Economic growth finished within a respectable distance of President Trump’s 3 percent target to end 2017, with gross domestic product growth at 2.9 percent. But the start of 2018 isn’t looking as helpful for that talking point.
Staff for the Federal Reserve Bank of New York estimated Friday that first-quarter GDP growth will clock in at a 2.7 percent annual rate.
The New York Fed’s guess is optimistic relative to others.
The Atlanta Fed estimates in its latest forecast that growth will be 2.4 percent. When the regional bank forecast in February that GDP would come in at 5.4 percent, Republicans touted the number.

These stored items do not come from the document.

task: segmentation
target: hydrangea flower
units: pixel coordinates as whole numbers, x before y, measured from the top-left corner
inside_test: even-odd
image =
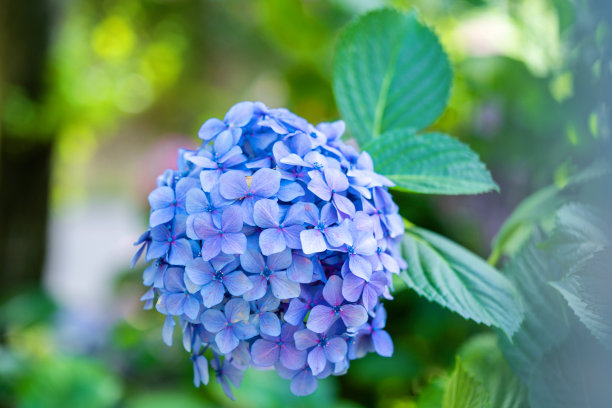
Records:
[[[404,225],[393,183],[344,129],[241,102],[158,177],[133,262],[152,262],[141,300],[166,315],[168,345],[182,330],[196,386],[212,368],[233,399],[254,366],[308,395],[367,352],[393,353],[381,299],[406,267]]]

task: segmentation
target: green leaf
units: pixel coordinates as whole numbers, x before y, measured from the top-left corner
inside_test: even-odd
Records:
[[[466,370],[482,381],[492,407],[528,406],[527,389],[510,369],[493,333],[472,337],[461,346],[459,356]]]
[[[523,305],[512,283],[480,257],[421,228],[408,228],[402,241],[408,269],[401,277],[421,296],[509,338],[523,319]]]
[[[336,103],[360,144],[390,130],[429,126],[446,106],[451,80],[438,38],[412,13],[364,14],[338,42]]]
[[[469,146],[442,133],[394,130],[369,143],[376,171],[396,188],[426,194],[478,194],[499,190]]]
[[[491,407],[489,396],[484,387],[461,365],[457,364],[453,374],[446,383],[442,408],[487,408]]]

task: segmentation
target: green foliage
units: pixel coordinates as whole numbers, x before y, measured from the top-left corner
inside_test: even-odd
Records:
[[[336,102],[362,144],[391,130],[430,125],[446,106],[451,79],[436,35],[413,13],[372,11],[338,42]]]
[[[461,364],[457,357],[455,370],[450,376],[444,395],[442,408],[489,408],[489,396],[482,383],[477,381]]]
[[[478,194],[499,190],[486,166],[467,145],[442,133],[393,130],[366,148],[376,171],[396,188],[425,194]]]
[[[519,328],[523,306],[512,283],[484,260],[421,228],[408,228],[402,242],[406,284],[421,296],[509,338]]]

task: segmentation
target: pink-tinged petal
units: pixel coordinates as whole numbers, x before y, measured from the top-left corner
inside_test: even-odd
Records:
[[[196,357],[195,364],[193,365],[193,382],[196,387],[200,386],[200,383],[208,385],[209,373],[208,373],[208,360],[204,356]]]
[[[281,325],[278,316],[271,312],[259,316],[259,331],[268,336],[280,336]]]
[[[376,253],[376,240],[371,232],[360,232],[355,240],[355,253],[369,256]]]
[[[234,271],[225,275],[223,284],[233,296],[241,296],[253,289],[253,284],[242,271]]]
[[[370,280],[372,276],[372,264],[361,255],[349,255],[349,268],[364,280]]]
[[[158,225],[167,223],[172,218],[174,218],[174,207],[153,210],[149,215],[149,226],[151,226],[151,228],[157,227]]]
[[[149,204],[153,209],[166,208],[174,200],[174,190],[170,187],[158,187],[149,194]]]
[[[374,350],[383,356],[391,357],[393,355],[393,340],[391,336],[384,330],[374,330],[372,333],[372,343],[374,344]]]
[[[361,297],[365,281],[352,273],[347,273],[342,282],[342,296],[349,302],[357,302]]]
[[[251,121],[253,112],[253,102],[238,102],[227,111],[224,120],[229,126],[242,127]]]
[[[237,133],[234,133],[237,131]],[[234,135],[237,134],[240,137],[239,129],[226,129],[219,133],[213,142],[213,150],[218,157],[223,156],[227,153],[234,145]]]
[[[289,166],[303,166],[303,167],[312,167],[310,164],[306,163],[300,156],[295,153],[290,153],[287,156],[283,157],[280,162],[282,164],[287,164]]]
[[[253,221],[261,228],[278,227],[278,203],[274,200],[262,199],[253,206]]]
[[[240,255],[240,265],[242,265],[242,269],[251,273],[260,273],[266,267],[263,256],[252,248],[247,249]]]
[[[270,268],[272,271],[287,269],[291,265],[292,261],[293,258],[291,257],[291,250],[285,249],[268,257],[268,268]]]
[[[221,215],[221,227],[223,232],[242,231],[242,211],[237,206],[228,207]]]
[[[308,366],[312,370],[312,375],[317,375],[323,372],[327,364],[327,358],[323,347],[317,346],[308,353]]]
[[[210,263],[198,257],[187,263],[185,273],[191,282],[202,286],[213,279],[215,270],[210,266]]]
[[[219,192],[227,200],[246,197],[249,187],[244,173],[235,170],[224,173],[219,179]]]
[[[337,275],[332,275],[327,280],[323,287],[323,298],[332,307],[339,306],[344,302],[342,297],[342,278]]]
[[[238,340],[248,340],[252,337],[257,336],[257,328],[252,324],[240,321],[235,323],[233,326],[234,335],[238,337]]]
[[[376,290],[376,292],[380,295],[382,293],[383,288],[387,285],[387,276],[384,272],[378,271],[372,274],[370,278],[370,282],[368,283],[372,288]]]
[[[192,188],[185,197],[185,210],[187,214],[203,213],[208,209],[208,198],[199,188]]]
[[[359,327],[368,321],[368,312],[361,305],[344,305],[340,318],[346,327]]]
[[[183,306],[185,304],[187,295],[184,293],[165,293],[160,299],[163,298],[161,303],[165,305],[166,311],[171,315],[179,316],[183,314]]]
[[[280,347],[271,341],[259,339],[251,346],[253,363],[262,367],[269,367],[278,361]]]
[[[225,328],[227,319],[223,312],[217,309],[208,309],[202,313],[202,324],[204,328],[211,332],[217,333]]]
[[[293,263],[287,269],[287,277],[294,282],[310,283],[313,270],[312,261],[309,258],[294,255]]]
[[[255,205],[253,197],[247,197],[240,203],[240,210],[242,211],[242,220],[245,224],[255,226],[253,221],[253,206]]]
[[[278,299],[292,299],[300,296],[300,284],[290,281],[287,272],[274,272],[270,275],[272,294]]]
[[[337,227],[327,228],[325,230],[325,238],[327,238],[329,245],[336,248],[342,245],[351,245],[353,242],[346,221]]]
[[[202,244],[202,259],[210,261],[221,252],[222,236],[217,234],[209,236]]]
[[[326,168],[323,170],[323,174],[325,175],[325,181],[327,182],[330,190],[334,190],[336,192],[348,190],[348,179],[341,170]]]
[[[174,195],[176,196],[176,201],[180,203],[185,203],[185,197],[187,196],[187,192],[191,189],[199,190],[200,183],[198,180],[193,177],[183,177],[176,183],[174,187]]]
[[[305,254],[314,254],[327,250],[325,238],[323,238],[323,234],[318,229],[307,229],[300,232],[300,242],[302,244],[302,251]]]
[[[355,216],[355,204],[345,196],[334,193],[333,202],[338,211],[353,218]]]
[[[210,156],[191,156],[187,160],[203,169],[216,169],[217,163],[211,160]]]
[[[368,215],[365,211],[357,211],[353,219],[353,225],[357,231],[372,231],[374,228],[374,217]]]
[[[332,363],[339,363],[346,357],[347,348],[346,341],[342,337],[334,337],[325,345],[325,357]]]
[[[278,228],[268,228],[259,234],[259,247],[264,255],[272,255],[287,248],[285,236]]]
[[[221,303],[223,296],[225,295],[225,288],[218,281],[211,281],[207,285],[202,287],[200,291],[202,295],[204,306],[213,307]]]
[[[283,228],[283,236],[285,243],[291,249],[301,249],[302,242],[300,241],[300,233],[304,230],[301,225],[290,225]]]
[[[221,177],[221,170],[202,170],[200,173],[200,185],[202,186],[202,190],[209,193],[216,185],[219,185],[219,180]]]
[[[259,197],[272,197],[280,188],[280,172],[272,169],[259,169],[253,174],[251,191]]]
[[[298,183],[282,180],[280,188],[278,189],[277,197],[281,201],[290,202],[295,200],[297,197],[301,197],[304,194],[304,189]]]
[[[227,354],[238,347],[240,342],[234,335],[234,331],[230,327],[227,327],[217,333],[215,336],[215,343],[217,343],[217,347],[221,353]]]
[[[164,343],[168,346],[172,345],[172,335],[174,334],[174,327],[176,326],[176,322],[174,321],[174,317],[166,316],[166,320],[164,320],[164,326],[162,327],[162,339]]]
[[[321,208],[321,222],[326,227],[338,222],[338,214],[331,203],[327,203]]]
[[[249,276],[249,280],[253,284],[253,289],[246,292],[242,297],[246,301],[252,301],[261,299],[266,294],[266,290],[268,289],[268,281],[265,277],[261,275],[252,275]]]
[[[298,330],[293,334],[295,348],[298,350],[307,350],[319,344],[319,335],[307,329]]]
[[[399,273],[400,268],[399,265],[397,264],[397,261],[389,254],[386,254],[384,252],[381,252],[379,255],[380,258],[380,262],[382,263],[383,267],[392,273]]]
[[[200,239],[206,239],[212,235],[218,235],[219,229],[213,223],[208,213],[198,214],[193,218],[193,232]]]
[[[385,323],[387,322],[387,311],[383,304],[379,304],[376,308],[376,314],[374,315],[374,319],[372,319],[372,327],[374,329],[382,329],[385,327]]]
[[[323,333],[331,327],[336,318],[337,316],[331,307],[317,305],[310,311],[306,327],[313,332]]]
[[[311,174],[311,180],[308,183],[308,189],[321,200],[331,200],[331,188],[327,186],[320,173],[317,171],[311,171],[309,174]]]
[[[304,397],[315,392],[317,385],[318,381],[310,373],[310,370],[302,370],[293,377],[289,388],[294,395]]]
[[[312,203],[304,203],[303,208],[305,222],[316,226],[319,223],[319,209],[317,206]]]
[[[251,309],[249,304],[242,299],[230,299],[225,304],[225,315],[231,323],[249,320]]]
[[[283,344],[280,350],[280,362],[283,366],[297,370],[306,364],[306,350],[297,350],[291,344]]]
[[[285,321],[289,324],[297,326],[300,323],[304,322],[304,317],[306,313],[308,313],[310,308],[304,302],[299,299],[292,299],[289,302],[289,307],[287,308],[287,312],[285,313]]]
[[[246,250],[247,240],[242,232],[223,234],[221,249],[226,254],[242,254]]]

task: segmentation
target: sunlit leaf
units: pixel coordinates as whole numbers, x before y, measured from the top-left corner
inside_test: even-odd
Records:
[[[483,385],[478,382],[461,364],[457,364],[446,383],[442,408],[487,408],[491,407],[489,396]]]

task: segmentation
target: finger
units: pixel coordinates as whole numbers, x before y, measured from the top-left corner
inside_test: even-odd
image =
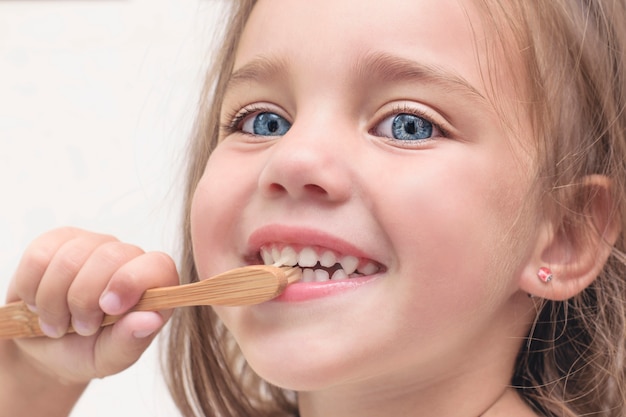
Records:
[[[165,324],[157,312],[132,312],[94,336],[16,339],[37,368],[64,383],[85,383],[123,371],[141,356]],[[38,358],[38,359],[37,359]],[[39,362],[41,361],[41,362]]]
[[[91,253],[67,292],[72,327],[78,334],[96,333],[103,317],[99,299],[109,280],[122,265],[143,253],[139,247],[122,242],[104,243]]]
[[[158,312],[135,311],[104,329],[94,352],[97,373],[111,375],[135,363],[165,322]]]
[[[33,240],[24,251],[13,274],[7,301],[21,299],[34,306],[37,288],[54,254],[79,232],[78,229],[65,227],[47,232]]]
[[[110,315],[132,308],[146,289],[178,284],[176,264],[162,252],[148,252],[123,265],[111,278],[100,308]]]
[[[109,239],[104,235],[81,235],[61,245],[52,257],[35,297],[40,326],[47,336],[65,334],[70,322],[68,289],[89,256]]]

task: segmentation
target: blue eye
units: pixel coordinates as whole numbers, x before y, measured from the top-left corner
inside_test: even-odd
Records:
[[[289,128],[289,123],[284,117],[271,112],[255,113],[241,124],[241,131],[257,136],[283,136]]]
[[[374,133],[377,135],[402,141],[430,139],[437,131],[437,127],[431,122],[410,113],[389,116],[374,129]]]

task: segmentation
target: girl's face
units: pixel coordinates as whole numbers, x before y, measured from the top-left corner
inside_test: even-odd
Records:
[[[519,81],[486,88],[475,13],[458,0],[255,7],[192,233],[201,277],[310,269],[276,300],[216,309],[270,382],[508,382],[529,320],[518,278],[537,239],[534,168],[531,139],[488,99],[508,108]]]

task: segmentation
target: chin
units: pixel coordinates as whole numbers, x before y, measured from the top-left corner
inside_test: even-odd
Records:
[[[248,360],[248,364],[270,384],[299,392],[321,391],[335,386],[340,382],[340,375],[344,375],[340,367],[307,363],[306,360],[253,358]]]
[[[364,370],[363,361],[355,360],[352,355],[348,357],[346,349],[311,340],[294,343],[268,336],[243,341],[240,349],[257,375],[272,385],[292,391],[324,390]]]

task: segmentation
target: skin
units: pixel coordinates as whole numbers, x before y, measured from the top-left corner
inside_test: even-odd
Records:
[[[173,260],[75,228],[52,230],[22,257],[7,301],[35,309],[49,337],[0,340],[0,415],[67,416],[93,378],[120,372],[150,345],[168,311],[123,314],[148,288],[175,285]],[[79,334],[65,335],[70,321]]]
[[[193,201],[200,277],[258,263],[266,244],[381,266],[217,309],[251,366],[298,391],[302,417],[535,415],[508,388],[535,315],[527,293],[580,292],[620,224],[611,182],[598,175],[581,183],[593,188],[585,214],[602,235],[575,239],[542,217],[529,118],[516,105],[525,100],[511,87],[523,74],[506,71],[514,45],[507,60],[485,57],[481,45],[493,41],[460,0],[255,8],[222,109],[230,128]],[[291,127],[251,134],[261,112]],[[393,139],[398,113],[428,119],[433,138]],[[536,276],[544,265],[549,285]],[[91,379],[132,365],[169,316],[135,312],[101,329],[103,314],[177,282],[169,256],[112,236],[62,228],[36,239],[7,301],[35,309],[49,337],[0,340],[0,415],[67,416]],[[70,323],[78,334],[66,334]]]
[[[252,111],[224,131],[194,197],[200,276],[307,239],[384,265],[325,297],[217,309],[253,369],[299,392],[303,417],[534,415],[507,385],[534,318],[520,280],[540,266],[543,219],[527,116],[504,128],[487,99],[511,113],[519,98],[510,75],[485,86],[486,36],[454,0],[261,0],[246,25],[222,123]],[[398,108],[443,133],[385,137]],[[291,128],[250,134],[258,109]]]

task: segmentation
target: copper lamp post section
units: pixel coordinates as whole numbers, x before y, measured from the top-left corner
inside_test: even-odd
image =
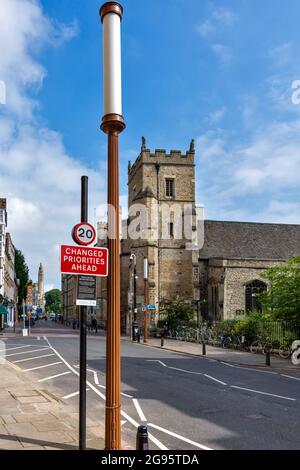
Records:
[[[104,116],[108,134],[108,293],[106,331],[105,449],[121,449],[120,371],[120,228],[119,133],[125,129],[121,105],[122,6],[107,2],[100,8],[103,23]]]

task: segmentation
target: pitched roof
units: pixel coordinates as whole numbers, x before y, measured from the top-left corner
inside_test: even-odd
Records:
[[[205,220],[202,259],[288,259],[300,255],[300,225]]]

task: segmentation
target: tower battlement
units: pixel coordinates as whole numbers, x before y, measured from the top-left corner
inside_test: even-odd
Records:
[[[195,158],[195,142],[194,139],[190,143],[190,148],[186,152],[181,150],[170,150],[167,153],[166,149],[155,149],[154,153],[146,148],[145,140],[142,139],[142,147],[140,154],[133,164],[128,163],[128,175],[132,175],[141,163],[154,163],[154,164],[194,164]]]

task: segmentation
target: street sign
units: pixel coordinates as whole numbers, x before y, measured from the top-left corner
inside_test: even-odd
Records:
[[[64,274],[108,275],[108,249],[61,245],[60,270]]]
[[[76,305],[96,307],[96,276],[78,276]]]
[[[148,305],[148,310],[156,310],[156,306],[155,305]]]
[[[72,238],[78,245],[90,245],[96,239],[96,230],[88,222],[81,222],[75,225],[72,230]]]
[[[0,315],[7,315],[7,314],[8,314],[7,308],[4,307],[4,305],[0,304]]]
[[[145,304],[142,305],[142,312],[146,312],[147,306]]]

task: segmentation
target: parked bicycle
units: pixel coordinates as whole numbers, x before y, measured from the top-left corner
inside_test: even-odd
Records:
[[[262,339],[257,339],[256,341],[253,341],[250,345],[250,352],[253,354],[266,354],[266,350],[268,348],[268,343],[267,341],[263,341]]]

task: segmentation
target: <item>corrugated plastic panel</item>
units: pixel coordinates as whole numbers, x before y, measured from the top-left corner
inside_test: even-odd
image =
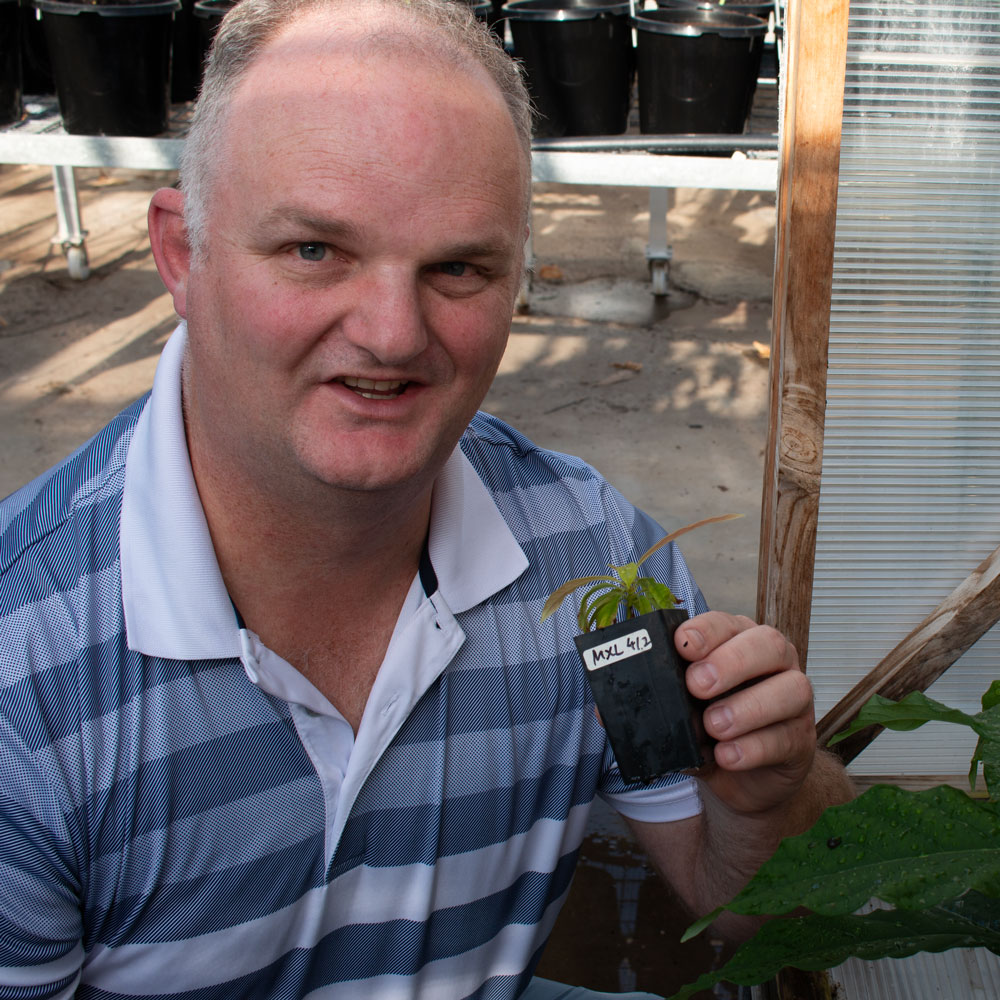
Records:
[[[809,637],[820,715],[1000,544],[998,181],[1000,3],[853,0]],[[930,693],[977,711],[995,677],[997,629]],[[885,734],[853,769],[960,775],[973,743],[944,725]]]

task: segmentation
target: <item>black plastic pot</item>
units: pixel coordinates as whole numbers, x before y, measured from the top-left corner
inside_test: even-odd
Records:
[[[0,125],[20,121],[21,7],[18,0],[0,0]]]
[[[195,0],[181,0],[171,33],[170,100],[193,101],[201,84],[201,39],[194,19]]]
[[[774,11],[772,0],[725,0],[721,4],[716,3],[715,0],[656,0],[656,6],[662,7],[665,10],[676,10],[678,7],[724,10],[732,14],[750,14],[752,17],[759,17],[763,21],[766,21]]]
[[[625,131],[635,67],[627,0],[514,0],[503,15],[538,110],[537,136]]]
[[[157,135],[170,107],[170,41],[180,0],[34,0],[42,12],[63,127]]]
[[[684,683],[674,632],[687,612],[653,611],[575,639],[627,782],[649,782],[704,763],[704,706]]]
[[[500,0],[459,0],[467,3],[480,21],[484,21],[498,35],[503,34],[503,24],[500,20],[500,8],[503,4]]]
[[[32,6],[31,0],[21,0],[21,77],[26,94],[56,92],[41,11]]]
[[[205,72],[205,60],[212,40],[226,14],[232,10],[236,0],[198,0],[194,5],[194,17],[198,26],[198,86]]]
[[[641,11],[633,23],[641,132],[743,131],[766,22],[722,7],[692,7]]]

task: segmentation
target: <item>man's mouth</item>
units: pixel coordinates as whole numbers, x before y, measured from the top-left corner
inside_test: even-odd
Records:
[[[397,379],[383,382],[370,378],[354,378],[347,375],[340,381],[349,389],[353,389],[359,396],[364,396],[365,399],[395,399],[409,385],[408,382]]]

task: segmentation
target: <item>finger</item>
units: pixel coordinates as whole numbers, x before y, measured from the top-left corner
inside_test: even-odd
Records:
[[[729,615],[722,611],[706,611],[677,626],[674,644],[686,660],[700,660],[717,646],[757,623],[745,615]]]
[[[708,701],[761,677],[799,669],[795,647],[767,625],[752,625],[710,649],[687,670],[688,690]]]
[[[720,698],[705,710],[705,731],[717,740],[734,740],[813,713],[812,685],[800,670],[785,670]]]
[[[816,748],[811,712],[755,729],[736,740],[715,745],[715,763],[727,771],[783,768],[794,771],[808,763]]]

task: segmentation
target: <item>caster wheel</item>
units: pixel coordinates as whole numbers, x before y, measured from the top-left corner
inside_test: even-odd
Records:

Private-sector forecasters see even lower growth. Deutsche Bank’s latest estimate is for 2.2 percent.
GDP growth rates bounce around significantly from quarter to quarter, and the Trump administration has said that its goal is sustained growth above 3 percent over the long run, not a big number in any one quarter.
Yet Trump has been quick to tout quarter-to-quarter numbers, too.
“ We’ve got the greatest economy, maybe, ever — maybe in history. We have the greatest economy we’ve ever had,” he said Thursday in a speech in Ohio.
He then referred to the most recent quarterly GDP numbers. If Democrats had won the election, he said, “your 3.2 GDPs and 3 and 2.9 would have been below — in my opinion, would have been below 1.”
While 3 percent growth has been the norm for much of recent history, economists expect slower growth to prevail in the years ahead because of slower population growth.